An EEG (or electroencephalogram) is one of the first tests that we go through after experiencing a seizure. Small sensors (or electrodes) are attached to our scalp to measure electrical current in different portions of our brains. Hopefully, the data attained can be used by our medical team to determine where in the brain a seizure originates. An initial EEG might be minutes to an hour-long. If no epileptic activity is found, there are additional “ambulatory” tests that allow us as outpatients to go on with our life while our brainwaves are captured for later analysis. Months ago, we ran a poll and the EEG was deemed by our Twitter community as the most annoying test that we as patients endure. If it is so frustrating to walk around your home while wearing tons of wires dangling from your head, can you imagine how annoying it would have been to perform a two-week-long EEG in a tiny capsule, miles above the earth?
Most of us wouldn’t think to associate an EEG and space, but during the race to land on the moon anything went for NASA. They had many questions regarding what would happen to the human brain under zero G for the length of time it would take to travel to, land on, explore, and return from the moon.
As you can imagine, the whole astronaut core was resistant to the idea of allowing the medical staff at NASA to snoop on their thoughts during an active mission. After several long discussions, NASA relented. Though the EEG data would be harvested continuously, NASA rebranded the M008 Experiment as an “In-flight sleep analysis“. The experiment’s primary goal was “to obtain objective and precise information concerning the number, duration, and depth of sleep periods in flight” However, a secondary objective was to determine if a long-stay in orbit would somehow change the electrical activity in an astronaut’s brain.
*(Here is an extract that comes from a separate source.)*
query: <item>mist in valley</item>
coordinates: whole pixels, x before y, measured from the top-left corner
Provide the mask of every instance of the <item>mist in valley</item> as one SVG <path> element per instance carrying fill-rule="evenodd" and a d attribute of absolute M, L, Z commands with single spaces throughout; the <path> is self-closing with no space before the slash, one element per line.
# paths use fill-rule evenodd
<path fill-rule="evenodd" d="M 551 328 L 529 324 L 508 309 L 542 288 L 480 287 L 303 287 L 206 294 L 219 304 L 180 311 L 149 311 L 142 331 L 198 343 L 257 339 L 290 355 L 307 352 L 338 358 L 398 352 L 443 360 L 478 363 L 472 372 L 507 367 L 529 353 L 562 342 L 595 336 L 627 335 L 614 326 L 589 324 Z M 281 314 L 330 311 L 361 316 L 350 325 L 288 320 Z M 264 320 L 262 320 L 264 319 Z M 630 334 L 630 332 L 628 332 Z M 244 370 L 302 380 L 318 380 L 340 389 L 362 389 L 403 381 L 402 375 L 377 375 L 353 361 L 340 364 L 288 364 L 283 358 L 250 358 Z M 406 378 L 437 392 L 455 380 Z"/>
Those of us who have performed longer EEGs know there is a good chance that during the test an electrode or two can detach from the scalp. During a nine-day-long video EEG I performed at an Epilepsy Monitoring Unit, techs reattached dangling electrodes three different times to ensure that all the data was captured correctly. Unfortunately, there are no EEG techs in earth’s orbit. For fear that the electrodes would fall-off during the mission, the electrodes were to be surgically implanted below the surface of the astronaut’s scalp.
But who would possibly agree to an EEG in space? NASA tapped two future space heroes for the experiment: Frank F. Borman, Jr. and James “Jim” A. Lovell, Jr. The pair would later become bonafide American Heroes as they (along with William “Bill” Anders) gave their Genesis message during the Apollo 8 mission on Christmas Eve 1968.
Lovell would attain even-further superstardom after commanding Apollo 13; a mission that was later adapted by Ron Howard into a movie with the same name. Tom Hanks played Lovell as the film depicted the crew’s harrowing brush with death during the mission’s “successful failure”.
While each astronaut would eventually become a legend, NASA scheduled Gemini VII as the first spaceflight for each. Designated as a long-stay in earth’s orbit, both astronauts lived, ate, slept, and other things for fourteen days in a capsule that Lovell later described as “no bigger than the front seats of a Volkswagon bug”.
On December 4, 1965, the Gemini VII space mission launched with EEG sensors implanted under the flight’s commander’s scalp. Frank F. Borman, Jr.’s brainwaves were tracked for two weeks by communication relays around the world.
After hearing the story of experiment M008, I often thought of Gemini VII while performing each one of my own EEGs. Although the test was still annoying, I was happy to have the EEG performed in a hospital and not in the front seat of a Volkswagon bug. Rather than uttering complaints about how frustrating it was to wash out the glue the techs use to attach the electrodes to my scalp, I thought “Hey, at least the sensors are above my skin!”